Haidilao Hotpot embraces HTAP real-time analysis by using Oceanbase to build the next-generation inventory management system for real-time intelligent recommendation. With only one OceanBase database, the system achieved a 45% analytics performance boost and a 50% saving in the total cost of database ownership.
In addition to table data (row storage and column storage), OceanBase also supports semi-structured data such as JSON, GIS, Document and Vector, so users can easily build AI applications based on OceanBase.
Compared with analysis systems based on HBase, using OceanBase to build a real-time analysis system can reduce device resource costs and achieve better performance. At the same time, using Flink CDC can save the development and maintenance costs of the HBase CDC tool.
Based on the capabilities of OceanBase and Flink, we can go a step further to remove Kafka from the above architecture, and use OceanBase as the ODS, DWD, DWS, and ADS. This architecture has fewer components, which can further reduce costs and achieve better performance.
We have completed the adaptation of dialect and catalog features on Flink JDBC Connector for OceanBase. Currently, users can directly use the latest Flink JDBC Connector to manage OceanBase data.
To make it easier for users to migrate to OceanBase, we developed a new Flink Sink Connector for OceanBase based on the Flink JDBC Connector. In addition to the basic JDBC sink capabilities, it also implements features such as direct load, multi-table sink, and DDL synchronization.
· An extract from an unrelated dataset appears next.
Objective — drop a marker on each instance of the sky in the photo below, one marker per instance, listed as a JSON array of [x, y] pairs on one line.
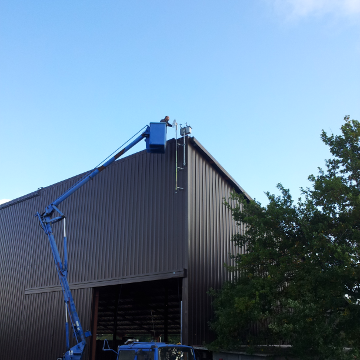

We are also actively participating in the construction of the Flink CDC community and integrating the above-mentioned sink connector into Flink CDC 3.0 to implement a simple and easy-to-use end-to-end data synchronization solution to migrate to OceanBase.
In addition to the above functions, we are also developing a Flink command line tool that will support a wider range of data sources, such as Flink CDC Source, Flink JDBC Source, Flink Kafka Source, etc. Users can easily start a data migration task based on it.